Correlation between cortical plasticity, motor learning and BDNF genotype in healthy subjects.

There is good evidence that synaptic plasticity in human motor cortex is involved in behavioural motor learning; in addition, it is now possible to probe mechanisms of synaptic plasticity using a variety of transcranial brain-stimulation protocols. Interactions between these protocols suggest that they both utilise common mechanisms. The aim of the present experiments was to test how well responsiveness to brain-stimulation protocols and behavioural motor learning correlate with each other in a sample of 21 healthy volunteers. We also examined whether any of these measures were influenced by the presence of a Val66Met polymorphism in the BDNF gene since this is another factor that has been suggested to be able to predict response to tests of synaptic plasticity. In 3 different experimental sessions, volunteers underwent 5-Hz rTMS, intermittent theta-burst stimulation (iTBS) and a motor learning task. Blood samples were collected from each subject for BDNF genotyping. As expected, both 5-Hz rTMS and iTBS significantly facilitated MEPs. Similarly, as expected, kinematic variables of finger movement significantly improved during the motor learning task. Although there was a significant correlation between the effect of iTBS and 5-Hz rTMS, there was no relationship in each subject between the amount of TMS-induced plasticity and the increase in kinematic variables during motor learning. Val66Val and Val66Met carriers did not differ in their response to any of the protocols. The present results emphasise that although some TMS measures of cortical plasticity may correlate with each other, they may not always relate directly to measures of behavioural learning. Similarly, presence of the Val66Met BDNF polymorphism also does not reliably predict responsiveness in small groups of individuals. Individual success in behavioural learning is unlikely to be closely related to any single measure of synaptic plasticity.

Lack of LTP-like plasticity in primary motor cortex in Parkinson's disease.

In this study in patients with Parkinson's disease (PD), off and on dopaminergic therapy, with and without L-dopa-induced dyskinesias (LIDs), we tested intermittent theta-burst stimulation (iTBS), a technique currently used for non-invasively inducing long-term potentiation (LTP)-like plasticity in primary motor cortex (M1). The study group comprised 20 PD patients on and off dopaminergic therapy (11 patients without and 9 patients with LIDs), and 14 age-matched healthy subjects. Patients had mild-to-moderate PD, and no additional neuropsychiatric disorders. We clinically evaluated patients using the Unified Parkinson's Disease Rating Scale (UPDRS) and the Unified Dyskinesia Rating Scale (UDysRS). The left M1 was conditioned with iTBS at 80% active motor threshold intensity.
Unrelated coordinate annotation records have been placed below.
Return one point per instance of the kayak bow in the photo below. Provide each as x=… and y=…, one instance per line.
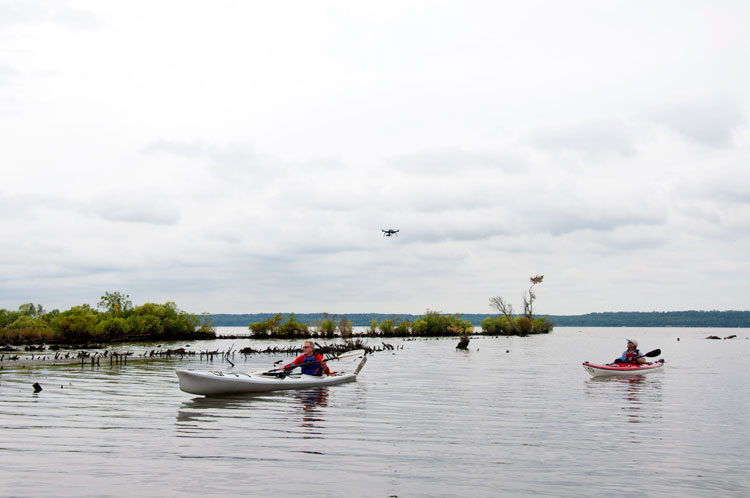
x=622, y=368
x=210, y=383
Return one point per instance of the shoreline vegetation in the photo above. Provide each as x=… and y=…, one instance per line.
x=116, y=320
x=690, y=319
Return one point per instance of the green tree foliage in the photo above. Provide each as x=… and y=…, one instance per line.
x=292, y=328
x=327, y=326
x=386, y=327
x=115, y=303
x=77, y=324
x=111, y=328
x=83, y=324
x=346, y=329
x=266, y=328
x=435, y=324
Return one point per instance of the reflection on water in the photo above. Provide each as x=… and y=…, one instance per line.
x=508, y=417
x=311, y=403
x=637, y=397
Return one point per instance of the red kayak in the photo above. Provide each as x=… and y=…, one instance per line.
x=622, y=368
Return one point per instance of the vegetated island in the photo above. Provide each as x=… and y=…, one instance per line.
x=707, y=319
x=117, y=320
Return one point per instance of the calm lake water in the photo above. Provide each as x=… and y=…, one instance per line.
x=509, y=417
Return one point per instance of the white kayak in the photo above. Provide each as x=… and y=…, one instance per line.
x=623, y=368
x=210, y=383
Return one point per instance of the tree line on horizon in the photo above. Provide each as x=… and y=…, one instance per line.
x=692, y=318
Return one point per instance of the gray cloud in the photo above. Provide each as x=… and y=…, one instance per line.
x=233, y=163
x=709, y=123
x=137, y=208
x=595, y=138
x=457, y=161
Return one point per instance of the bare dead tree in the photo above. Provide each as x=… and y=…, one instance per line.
x=528, y=298
x=506, y=309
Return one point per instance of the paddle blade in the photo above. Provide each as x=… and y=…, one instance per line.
x=349, y=354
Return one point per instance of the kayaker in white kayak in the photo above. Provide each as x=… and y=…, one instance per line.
x=312, y=363
x=631, y=355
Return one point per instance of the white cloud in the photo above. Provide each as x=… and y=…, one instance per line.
x=244, y=156
x=707, y=122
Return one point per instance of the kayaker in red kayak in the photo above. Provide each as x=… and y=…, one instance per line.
x=631, y=355
x=312, y=364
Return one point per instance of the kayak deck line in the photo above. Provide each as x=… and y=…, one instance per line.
x=623, y=368
x=217, y=382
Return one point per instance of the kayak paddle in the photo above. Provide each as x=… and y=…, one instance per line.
x=651, y=354
x=348, y=354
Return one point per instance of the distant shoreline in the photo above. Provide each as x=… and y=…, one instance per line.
x=711, y=319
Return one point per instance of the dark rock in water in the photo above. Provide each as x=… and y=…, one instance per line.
x=463, y=343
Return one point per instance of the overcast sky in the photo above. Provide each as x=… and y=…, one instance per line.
x=243, y=156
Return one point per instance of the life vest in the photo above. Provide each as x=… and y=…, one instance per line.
x=311, y=365
x=628, y=356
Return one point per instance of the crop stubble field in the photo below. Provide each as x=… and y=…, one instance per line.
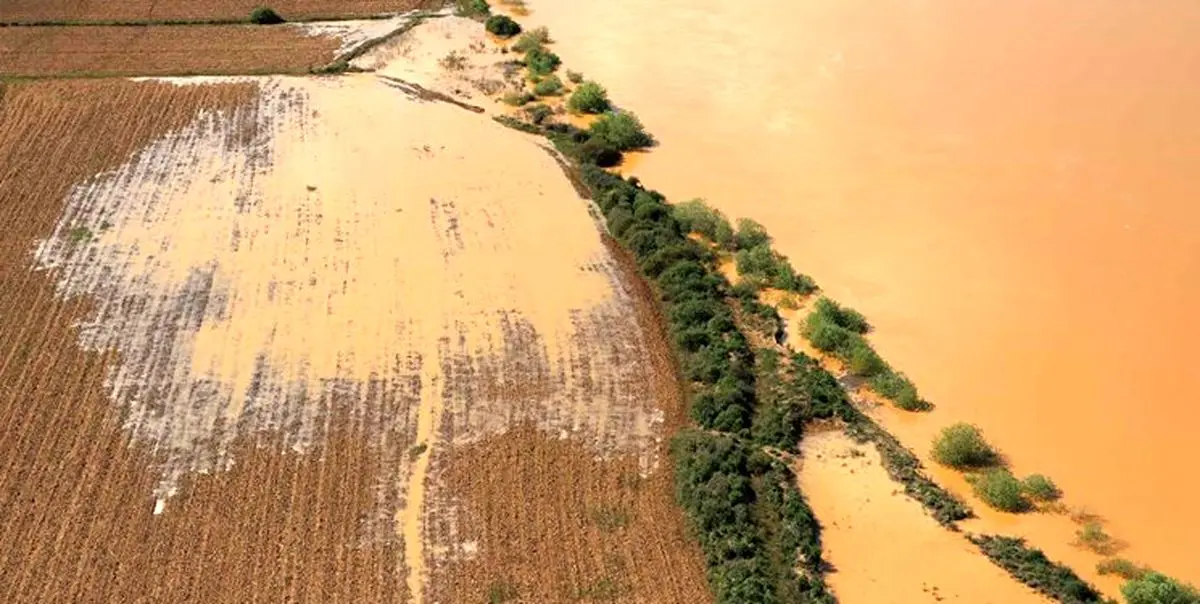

Twenty motor evoked potentials (MEPs) were recorded from right first interosseous muscle before and at 5, 15 and 30 min after iTBS. Between-group analysis of variance (ANOVA) testing healthy subjects versus patients with and without LIDs, on and off therapy showed a significant interaction between factors "Group" and "Time". After iTBS, MEP amplitudes in healthy subjects increased significantly at 5, 15 and 30 min (p<0.01 at all time-points) but in PD patients with and without LIDs, on and off therapy, remained unchanged. In PD patients with and without LIDs, on and off therapy iTBS fails to increase MEP responses. This finding suggests lack of iTBS-induced LTP-like plasticity in M1 in PD regardless of patients' clinical features.